そんな思いから発案した今回のジョイント・ライヴ。
開演時に僕から場内の観客に星野裕矢を紹介させてもらったところ「披露宴みたい」との声が(笑)。
とはいえ共に良い場を作ろうという気持ちの入り方は、選曲からも分かると思う。
星野裕矢セット・リスト タケちゃんはブルースハープで飛び入り
1 Heavy rain
2 旅に出たい
3 ナイフ with タケちゃん
4 アフリカの月 with タケちゃん(西岡恭蔵のカヴァー)
5 月とピエロ with タケちゃん
6 人魚
7 カウンターの中で(志田歩のカヴァー)
8 二人の舟 with タケちゃん
特に僕にとってインパクトでかかったのは、最後の2曲。
「カウンターの中で」は、ほとんど別の曲に変貌していて唖然……。
「胃が痛い」とfacebook上でぼやきながら、斬新なアレンジに短期決戦で挑戦した産物である。
この曲、僕が初めてお披露目したのも稲生座。
その時の顔ぶれでそのまま志田歩&Teazer結成へと至ったこともあり、
この場所でこの曲をやる意味を直観的に理解している者ならではのセンスで、場内は涙腺を潤ませる者、続出!
しかもラストは僕に初めて合った時に聞かせてくれて圧倒された「二人の舟」。
この曲は星野裕矢が大学時代にお世話になり東日本大震災で亡くなったお店のマスターへの追悼の意志を込めた曲であり、「カウンターの中で」を書く際に、僕がお世話になったお店のマスターを偲ぶ気持ちとも通じている……
志田歩セット・リスト
1 いつものように
2 恋のホットスポット
3 ハッピーエンドを蹴飛ばして
4 冬虫夏草(星野裕矢のカヴァー)
5 カウンターの中で
6 陽気なプリズナー
7 唄のアジト
8 光の中へ
志田歩 with 星野裕矢 セッション
裸のワルツ
「恋のホットスポット」はキーを改めて、歌詞の破壊力を強調した新ヴァージョン。
最も緊張したのは星野裕矢の「冬虫夏草」のカヴァー。
裕矢の得意技であるファルセットや口笛は、僕は不得手なので、ドラマチックなメロディの美しさを強調するため、音数を減らす引き算の発想でアレンジに挑んだ。
「陽気なプリズナー」はJAGATARAの「タンゴ」の引用を含む最新ヴァージョン。
お祭り騒ぎに持っていきやすい「光の中へ」は、予定調和的な盛り上がりを避けるため、あえて独りでやらせてもらった。

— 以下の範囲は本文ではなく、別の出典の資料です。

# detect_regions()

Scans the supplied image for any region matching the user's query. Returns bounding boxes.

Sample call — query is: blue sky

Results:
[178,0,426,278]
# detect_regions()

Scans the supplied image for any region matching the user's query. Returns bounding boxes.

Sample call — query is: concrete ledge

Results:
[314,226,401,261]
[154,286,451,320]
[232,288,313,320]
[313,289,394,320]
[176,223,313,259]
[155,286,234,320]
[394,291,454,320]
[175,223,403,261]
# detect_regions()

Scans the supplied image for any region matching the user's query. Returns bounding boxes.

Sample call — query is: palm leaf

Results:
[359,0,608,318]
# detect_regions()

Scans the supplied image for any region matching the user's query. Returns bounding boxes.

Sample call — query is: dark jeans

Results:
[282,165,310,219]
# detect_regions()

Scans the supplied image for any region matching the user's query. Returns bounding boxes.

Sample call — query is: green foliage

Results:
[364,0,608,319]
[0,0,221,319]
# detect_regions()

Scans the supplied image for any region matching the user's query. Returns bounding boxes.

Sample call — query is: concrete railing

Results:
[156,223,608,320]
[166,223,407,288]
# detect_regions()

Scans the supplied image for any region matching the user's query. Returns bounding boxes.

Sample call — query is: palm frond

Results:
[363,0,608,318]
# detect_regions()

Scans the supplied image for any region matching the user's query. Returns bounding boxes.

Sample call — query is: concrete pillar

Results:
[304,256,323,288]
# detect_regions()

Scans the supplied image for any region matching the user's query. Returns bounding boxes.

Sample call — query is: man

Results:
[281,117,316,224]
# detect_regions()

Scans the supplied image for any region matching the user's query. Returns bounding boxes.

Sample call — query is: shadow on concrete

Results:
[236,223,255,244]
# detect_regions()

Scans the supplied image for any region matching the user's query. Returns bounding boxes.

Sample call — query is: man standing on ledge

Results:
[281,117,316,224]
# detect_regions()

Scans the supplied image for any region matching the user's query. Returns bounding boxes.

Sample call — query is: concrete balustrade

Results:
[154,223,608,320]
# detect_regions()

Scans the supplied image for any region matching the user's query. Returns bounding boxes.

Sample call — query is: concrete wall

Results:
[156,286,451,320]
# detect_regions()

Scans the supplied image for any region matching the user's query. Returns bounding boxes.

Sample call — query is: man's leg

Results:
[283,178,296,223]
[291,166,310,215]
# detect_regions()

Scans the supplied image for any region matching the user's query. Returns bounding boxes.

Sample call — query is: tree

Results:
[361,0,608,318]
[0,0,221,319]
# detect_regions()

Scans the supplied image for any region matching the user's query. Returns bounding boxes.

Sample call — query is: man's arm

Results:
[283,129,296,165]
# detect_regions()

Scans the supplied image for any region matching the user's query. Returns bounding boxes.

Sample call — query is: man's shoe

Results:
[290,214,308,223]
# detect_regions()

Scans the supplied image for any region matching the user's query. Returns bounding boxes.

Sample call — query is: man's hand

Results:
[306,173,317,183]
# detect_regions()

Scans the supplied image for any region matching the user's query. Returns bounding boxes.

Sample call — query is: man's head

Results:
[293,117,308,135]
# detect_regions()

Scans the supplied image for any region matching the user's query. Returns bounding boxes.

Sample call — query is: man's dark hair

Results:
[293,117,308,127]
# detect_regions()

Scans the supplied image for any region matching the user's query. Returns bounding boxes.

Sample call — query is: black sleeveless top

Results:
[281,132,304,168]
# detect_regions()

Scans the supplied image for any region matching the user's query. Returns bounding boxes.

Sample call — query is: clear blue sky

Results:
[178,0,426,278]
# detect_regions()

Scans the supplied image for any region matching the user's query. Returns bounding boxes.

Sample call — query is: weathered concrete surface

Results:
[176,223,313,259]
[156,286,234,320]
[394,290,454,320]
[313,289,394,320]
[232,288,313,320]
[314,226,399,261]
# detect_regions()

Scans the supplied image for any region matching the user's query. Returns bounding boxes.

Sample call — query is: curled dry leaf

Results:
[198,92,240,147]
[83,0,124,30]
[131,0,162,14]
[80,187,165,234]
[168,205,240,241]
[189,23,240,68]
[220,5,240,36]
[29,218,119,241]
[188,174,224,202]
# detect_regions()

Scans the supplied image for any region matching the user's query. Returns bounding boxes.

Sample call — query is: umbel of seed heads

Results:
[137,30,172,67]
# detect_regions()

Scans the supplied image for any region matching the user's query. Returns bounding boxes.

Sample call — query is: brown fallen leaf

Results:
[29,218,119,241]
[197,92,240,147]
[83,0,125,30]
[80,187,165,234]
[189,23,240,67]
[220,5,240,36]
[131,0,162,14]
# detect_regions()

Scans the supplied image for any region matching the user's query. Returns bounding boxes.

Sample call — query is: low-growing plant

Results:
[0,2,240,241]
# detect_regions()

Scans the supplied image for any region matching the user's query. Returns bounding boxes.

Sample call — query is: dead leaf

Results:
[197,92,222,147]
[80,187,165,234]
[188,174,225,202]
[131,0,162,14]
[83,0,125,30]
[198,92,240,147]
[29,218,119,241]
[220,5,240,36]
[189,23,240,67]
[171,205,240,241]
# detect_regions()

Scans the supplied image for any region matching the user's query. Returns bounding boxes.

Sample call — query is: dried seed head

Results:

その代わりにセッションの候補曲として僕が提案したのは「裸のワルツ」。
僕のひねくれたセレクトに快く応じてくれた星野裕矢の心意気もあって、自分自身の内面のピークを、このセッションに持っていくことができた。
この時の自分はメチャクチャ喜びつつも目が据わってるみたいな状態だった気がする。
かゆいところに手が届くセンスで活躍してくれた星野裕矢の奮闘もあって、
自分の出番だけでなく全編通して自分の想定を越える密度純度でぶちかませたイベントになったと思います。
ご来場の皆様、ツイッターで事前告知にも尽力していただいた稲生座のみなさま、飛び入り出演のタケちゃん。
どうもありがとうございました!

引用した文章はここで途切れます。